Our friend, Debbi Duckworth, notions guru at United Notions, tells us this is one of her must-have tools. Debbi is an amazing hand quilter with a love of appliqué. She says the Sewline Glue Pen is her go-to solution every time. It’s easy to apply, holds like a dream, and there’s no sticky, runny residue. It washes away if the project will eventually be washed, but even if it’s a non-washable item, the glue never dries stiff or messy. The glue is colored so you can easily see where you’ve applied it (blue, yellow or pink), but it dries clean and clear. Besides Debbi’s appliqué suggestion, you can use the Glue Pen to hold zippers, ribbons and even buttons in place prior to sewing.
We were very impressed with the ability to get refills for all the important elements: pencil leads, erasers, eraser tips, glue, absorbent points, even the special AquaEraser detergent. Even if the original tool is a bit more expensive up front, that is more than made up by economical use over time.

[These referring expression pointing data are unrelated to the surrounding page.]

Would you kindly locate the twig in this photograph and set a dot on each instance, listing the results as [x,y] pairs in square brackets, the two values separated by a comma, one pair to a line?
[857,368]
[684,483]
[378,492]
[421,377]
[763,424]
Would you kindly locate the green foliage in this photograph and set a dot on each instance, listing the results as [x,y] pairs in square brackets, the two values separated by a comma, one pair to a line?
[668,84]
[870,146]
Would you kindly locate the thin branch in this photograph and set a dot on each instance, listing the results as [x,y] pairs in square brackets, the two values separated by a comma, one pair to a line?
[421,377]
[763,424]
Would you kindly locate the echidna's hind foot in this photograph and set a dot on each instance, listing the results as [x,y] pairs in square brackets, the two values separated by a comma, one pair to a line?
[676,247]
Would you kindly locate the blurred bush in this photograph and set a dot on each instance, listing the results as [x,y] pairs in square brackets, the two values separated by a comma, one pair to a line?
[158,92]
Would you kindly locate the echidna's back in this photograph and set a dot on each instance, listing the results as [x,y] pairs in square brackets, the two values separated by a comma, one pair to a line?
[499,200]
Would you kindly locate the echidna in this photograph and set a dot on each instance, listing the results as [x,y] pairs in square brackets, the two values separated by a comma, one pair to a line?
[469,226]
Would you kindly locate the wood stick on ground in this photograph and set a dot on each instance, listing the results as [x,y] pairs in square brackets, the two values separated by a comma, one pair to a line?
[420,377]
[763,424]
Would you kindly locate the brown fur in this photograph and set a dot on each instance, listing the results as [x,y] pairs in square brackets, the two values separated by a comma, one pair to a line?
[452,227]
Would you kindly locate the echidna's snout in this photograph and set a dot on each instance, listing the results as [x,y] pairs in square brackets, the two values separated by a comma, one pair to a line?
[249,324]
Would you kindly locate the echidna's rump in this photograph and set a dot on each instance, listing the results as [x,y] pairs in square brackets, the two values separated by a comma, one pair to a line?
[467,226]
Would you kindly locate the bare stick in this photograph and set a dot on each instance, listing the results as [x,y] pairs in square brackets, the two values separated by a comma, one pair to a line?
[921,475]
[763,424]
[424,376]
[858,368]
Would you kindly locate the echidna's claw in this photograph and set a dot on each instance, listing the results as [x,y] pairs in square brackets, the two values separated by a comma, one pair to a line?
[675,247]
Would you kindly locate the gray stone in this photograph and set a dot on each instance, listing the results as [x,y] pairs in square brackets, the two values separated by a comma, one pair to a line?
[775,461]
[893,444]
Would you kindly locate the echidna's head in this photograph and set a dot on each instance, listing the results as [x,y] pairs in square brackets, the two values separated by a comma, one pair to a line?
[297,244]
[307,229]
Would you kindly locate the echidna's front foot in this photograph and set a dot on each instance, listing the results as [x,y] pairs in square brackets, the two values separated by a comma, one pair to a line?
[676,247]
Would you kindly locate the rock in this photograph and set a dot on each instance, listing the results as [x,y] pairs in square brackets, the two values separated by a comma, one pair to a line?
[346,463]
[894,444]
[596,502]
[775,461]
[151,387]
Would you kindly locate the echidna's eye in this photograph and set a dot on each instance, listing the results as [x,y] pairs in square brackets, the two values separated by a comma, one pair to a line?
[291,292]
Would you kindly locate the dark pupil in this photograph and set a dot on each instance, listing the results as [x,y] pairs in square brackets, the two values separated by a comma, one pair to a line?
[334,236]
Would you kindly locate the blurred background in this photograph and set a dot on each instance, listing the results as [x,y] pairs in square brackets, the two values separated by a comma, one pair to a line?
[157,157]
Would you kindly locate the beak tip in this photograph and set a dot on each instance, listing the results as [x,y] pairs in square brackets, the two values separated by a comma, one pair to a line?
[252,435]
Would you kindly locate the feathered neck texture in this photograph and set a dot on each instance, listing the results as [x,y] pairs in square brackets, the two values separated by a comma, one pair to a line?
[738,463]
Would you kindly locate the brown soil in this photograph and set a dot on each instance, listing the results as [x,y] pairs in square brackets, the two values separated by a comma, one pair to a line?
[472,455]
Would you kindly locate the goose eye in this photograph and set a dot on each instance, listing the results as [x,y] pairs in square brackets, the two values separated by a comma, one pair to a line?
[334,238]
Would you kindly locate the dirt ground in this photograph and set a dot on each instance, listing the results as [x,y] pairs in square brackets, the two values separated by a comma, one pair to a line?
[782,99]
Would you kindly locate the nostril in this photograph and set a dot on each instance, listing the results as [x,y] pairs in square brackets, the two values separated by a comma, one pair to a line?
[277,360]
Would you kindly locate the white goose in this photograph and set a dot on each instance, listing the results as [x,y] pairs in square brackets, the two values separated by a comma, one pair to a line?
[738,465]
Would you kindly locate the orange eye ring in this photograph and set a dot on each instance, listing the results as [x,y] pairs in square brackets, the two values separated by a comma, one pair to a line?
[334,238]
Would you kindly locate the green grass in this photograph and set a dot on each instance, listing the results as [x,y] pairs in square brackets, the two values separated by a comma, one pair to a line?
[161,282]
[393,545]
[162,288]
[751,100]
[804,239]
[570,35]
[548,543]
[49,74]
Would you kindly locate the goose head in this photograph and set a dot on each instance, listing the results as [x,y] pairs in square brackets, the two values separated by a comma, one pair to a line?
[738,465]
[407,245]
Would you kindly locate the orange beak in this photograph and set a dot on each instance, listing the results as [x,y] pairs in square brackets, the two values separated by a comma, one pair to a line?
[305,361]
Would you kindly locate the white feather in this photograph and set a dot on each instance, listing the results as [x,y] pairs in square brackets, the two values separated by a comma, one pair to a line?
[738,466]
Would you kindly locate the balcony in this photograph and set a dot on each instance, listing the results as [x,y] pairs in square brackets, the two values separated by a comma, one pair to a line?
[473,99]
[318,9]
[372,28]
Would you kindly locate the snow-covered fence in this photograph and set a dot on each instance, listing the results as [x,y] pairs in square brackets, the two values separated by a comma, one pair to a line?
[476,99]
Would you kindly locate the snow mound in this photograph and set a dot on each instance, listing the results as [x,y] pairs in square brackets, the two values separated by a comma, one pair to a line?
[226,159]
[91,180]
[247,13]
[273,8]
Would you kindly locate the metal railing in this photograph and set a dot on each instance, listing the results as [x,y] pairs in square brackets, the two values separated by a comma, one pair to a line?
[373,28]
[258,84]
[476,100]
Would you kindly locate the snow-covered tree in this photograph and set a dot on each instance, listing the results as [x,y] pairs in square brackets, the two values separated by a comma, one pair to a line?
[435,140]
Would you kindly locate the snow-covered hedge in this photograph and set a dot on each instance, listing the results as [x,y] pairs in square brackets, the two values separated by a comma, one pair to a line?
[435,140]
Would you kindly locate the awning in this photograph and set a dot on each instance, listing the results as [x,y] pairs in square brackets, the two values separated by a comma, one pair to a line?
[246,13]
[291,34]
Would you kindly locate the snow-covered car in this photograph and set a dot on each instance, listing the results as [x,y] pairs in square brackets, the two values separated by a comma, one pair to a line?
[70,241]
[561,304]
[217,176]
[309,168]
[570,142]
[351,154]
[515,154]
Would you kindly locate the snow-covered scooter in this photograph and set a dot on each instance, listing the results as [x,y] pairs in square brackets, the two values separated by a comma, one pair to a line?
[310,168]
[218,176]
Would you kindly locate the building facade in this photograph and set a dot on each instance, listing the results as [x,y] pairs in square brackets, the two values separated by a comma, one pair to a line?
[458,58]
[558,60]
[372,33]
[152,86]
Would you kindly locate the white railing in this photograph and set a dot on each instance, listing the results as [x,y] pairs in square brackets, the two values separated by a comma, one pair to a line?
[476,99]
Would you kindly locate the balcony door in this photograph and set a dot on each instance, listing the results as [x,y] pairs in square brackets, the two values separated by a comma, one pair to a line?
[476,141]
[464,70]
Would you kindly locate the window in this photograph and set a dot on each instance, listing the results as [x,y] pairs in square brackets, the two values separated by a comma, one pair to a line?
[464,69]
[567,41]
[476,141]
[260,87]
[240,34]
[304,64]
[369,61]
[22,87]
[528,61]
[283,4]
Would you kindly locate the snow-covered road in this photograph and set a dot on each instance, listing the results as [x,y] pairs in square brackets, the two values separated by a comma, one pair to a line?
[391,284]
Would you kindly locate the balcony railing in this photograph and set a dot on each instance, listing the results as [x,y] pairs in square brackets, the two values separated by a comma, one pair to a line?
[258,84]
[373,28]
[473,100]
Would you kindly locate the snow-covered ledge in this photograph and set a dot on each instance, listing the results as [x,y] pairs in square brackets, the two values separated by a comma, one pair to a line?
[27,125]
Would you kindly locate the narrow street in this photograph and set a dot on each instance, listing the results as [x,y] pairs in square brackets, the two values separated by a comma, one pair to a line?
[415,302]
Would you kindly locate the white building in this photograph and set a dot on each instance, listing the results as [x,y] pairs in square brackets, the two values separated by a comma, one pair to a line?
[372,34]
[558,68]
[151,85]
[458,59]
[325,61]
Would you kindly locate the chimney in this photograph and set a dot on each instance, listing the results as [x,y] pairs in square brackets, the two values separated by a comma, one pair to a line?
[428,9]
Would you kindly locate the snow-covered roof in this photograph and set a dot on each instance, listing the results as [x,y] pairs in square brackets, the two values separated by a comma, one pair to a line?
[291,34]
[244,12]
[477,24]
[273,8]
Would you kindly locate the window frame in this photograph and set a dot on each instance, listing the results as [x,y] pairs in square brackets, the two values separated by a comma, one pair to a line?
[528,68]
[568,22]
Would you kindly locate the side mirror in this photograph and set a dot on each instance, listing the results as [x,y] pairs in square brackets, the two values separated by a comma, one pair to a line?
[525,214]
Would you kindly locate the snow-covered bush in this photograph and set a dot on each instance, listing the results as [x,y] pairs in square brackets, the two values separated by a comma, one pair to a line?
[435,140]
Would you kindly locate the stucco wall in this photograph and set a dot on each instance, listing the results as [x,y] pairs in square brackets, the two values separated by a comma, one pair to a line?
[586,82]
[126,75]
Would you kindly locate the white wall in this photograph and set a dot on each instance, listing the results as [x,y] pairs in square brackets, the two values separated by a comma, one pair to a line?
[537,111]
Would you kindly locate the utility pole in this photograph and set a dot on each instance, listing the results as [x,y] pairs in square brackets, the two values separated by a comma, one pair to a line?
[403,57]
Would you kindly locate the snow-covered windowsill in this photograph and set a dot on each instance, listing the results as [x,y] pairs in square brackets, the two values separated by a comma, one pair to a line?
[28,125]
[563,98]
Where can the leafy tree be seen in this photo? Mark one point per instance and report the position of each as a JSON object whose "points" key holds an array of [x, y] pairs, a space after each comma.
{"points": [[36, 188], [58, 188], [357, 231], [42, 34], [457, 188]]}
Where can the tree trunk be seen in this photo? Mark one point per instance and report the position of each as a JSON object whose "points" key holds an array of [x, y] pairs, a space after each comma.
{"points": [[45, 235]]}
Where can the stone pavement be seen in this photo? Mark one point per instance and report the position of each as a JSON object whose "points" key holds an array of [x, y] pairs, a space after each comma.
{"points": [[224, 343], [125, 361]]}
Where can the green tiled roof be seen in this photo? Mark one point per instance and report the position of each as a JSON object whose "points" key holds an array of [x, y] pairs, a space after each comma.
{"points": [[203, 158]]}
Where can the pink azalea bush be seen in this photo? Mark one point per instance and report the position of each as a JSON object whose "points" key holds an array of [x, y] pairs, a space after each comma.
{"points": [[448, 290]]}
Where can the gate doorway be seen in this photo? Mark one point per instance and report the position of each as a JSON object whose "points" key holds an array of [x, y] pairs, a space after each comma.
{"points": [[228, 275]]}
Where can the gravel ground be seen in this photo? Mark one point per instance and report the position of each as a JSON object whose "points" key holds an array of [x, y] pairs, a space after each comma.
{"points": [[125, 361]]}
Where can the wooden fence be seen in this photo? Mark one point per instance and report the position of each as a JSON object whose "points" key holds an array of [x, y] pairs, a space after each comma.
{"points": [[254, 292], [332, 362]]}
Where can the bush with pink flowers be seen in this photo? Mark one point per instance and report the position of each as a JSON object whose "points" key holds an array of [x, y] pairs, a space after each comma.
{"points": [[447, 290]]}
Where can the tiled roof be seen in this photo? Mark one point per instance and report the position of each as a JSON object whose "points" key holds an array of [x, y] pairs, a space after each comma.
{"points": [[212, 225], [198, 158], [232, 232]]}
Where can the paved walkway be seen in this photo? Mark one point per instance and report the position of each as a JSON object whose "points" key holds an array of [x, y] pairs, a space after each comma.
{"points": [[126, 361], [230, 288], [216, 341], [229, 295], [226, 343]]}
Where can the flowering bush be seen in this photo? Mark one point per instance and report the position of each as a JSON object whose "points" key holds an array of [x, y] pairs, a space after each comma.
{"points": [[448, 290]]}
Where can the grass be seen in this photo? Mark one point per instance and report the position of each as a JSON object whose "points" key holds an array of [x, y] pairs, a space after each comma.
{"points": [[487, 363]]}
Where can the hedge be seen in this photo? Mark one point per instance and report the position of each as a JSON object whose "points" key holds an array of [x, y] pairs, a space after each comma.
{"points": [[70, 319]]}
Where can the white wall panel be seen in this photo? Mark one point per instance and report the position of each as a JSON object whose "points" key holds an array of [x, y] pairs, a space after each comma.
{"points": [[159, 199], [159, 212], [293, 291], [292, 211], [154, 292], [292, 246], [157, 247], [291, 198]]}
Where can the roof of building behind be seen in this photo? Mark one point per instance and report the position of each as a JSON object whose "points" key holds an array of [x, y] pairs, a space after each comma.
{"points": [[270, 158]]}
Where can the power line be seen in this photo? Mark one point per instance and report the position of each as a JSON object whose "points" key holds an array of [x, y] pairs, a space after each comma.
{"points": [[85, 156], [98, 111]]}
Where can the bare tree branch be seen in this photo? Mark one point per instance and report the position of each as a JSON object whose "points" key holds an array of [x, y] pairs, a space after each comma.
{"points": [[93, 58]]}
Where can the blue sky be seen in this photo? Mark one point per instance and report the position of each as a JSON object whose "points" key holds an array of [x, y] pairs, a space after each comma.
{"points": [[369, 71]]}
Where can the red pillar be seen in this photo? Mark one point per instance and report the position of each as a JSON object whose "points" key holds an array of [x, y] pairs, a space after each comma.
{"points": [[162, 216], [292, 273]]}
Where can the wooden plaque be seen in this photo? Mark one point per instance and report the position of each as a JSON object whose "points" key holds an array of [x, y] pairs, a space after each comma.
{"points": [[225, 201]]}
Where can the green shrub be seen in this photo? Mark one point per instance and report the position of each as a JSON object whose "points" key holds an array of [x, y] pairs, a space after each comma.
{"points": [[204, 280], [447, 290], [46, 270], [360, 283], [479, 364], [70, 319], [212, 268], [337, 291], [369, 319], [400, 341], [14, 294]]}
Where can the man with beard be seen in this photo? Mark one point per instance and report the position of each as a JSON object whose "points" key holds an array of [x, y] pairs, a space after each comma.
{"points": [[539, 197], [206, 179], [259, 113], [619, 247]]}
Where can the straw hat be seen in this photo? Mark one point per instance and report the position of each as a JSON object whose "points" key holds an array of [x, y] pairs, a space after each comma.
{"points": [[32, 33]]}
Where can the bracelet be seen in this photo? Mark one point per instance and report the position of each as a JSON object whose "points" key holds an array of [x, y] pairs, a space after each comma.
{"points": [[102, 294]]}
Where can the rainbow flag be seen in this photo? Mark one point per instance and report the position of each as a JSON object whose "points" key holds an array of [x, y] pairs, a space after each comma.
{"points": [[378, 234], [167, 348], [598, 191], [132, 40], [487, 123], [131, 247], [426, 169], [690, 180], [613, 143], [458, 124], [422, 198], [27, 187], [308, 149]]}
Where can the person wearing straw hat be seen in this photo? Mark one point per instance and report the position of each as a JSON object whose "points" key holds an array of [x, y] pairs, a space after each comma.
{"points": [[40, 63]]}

Sewline has a great little hand needle threader United Notions will be introducing to their independent retailers this summer. This smart little tool will work with 9-12 size needles and is supposed to have a one-click threader action. We’ll be on the lookout, and will let you know what we think.
One thing they didn’t have: chalks
We highly recommend the Sewline products, and they really have a very comprehensive offering. However, the one item they don’t carry is tailor’s chalk, one of the oldest and most common marking tools. We still like to have chalk in our marking tool kit. Not for blackboards or sidewalks, tailor’s chalk is formulated for fabric and is very easy to remove. It comes as a handy pencil; a solid rectangle or square, which gives you nice hard edges for long marks; and as powder inside a refillable tube with a little roller wheel at the tip, which is easy to handle, very precise and mess-proof.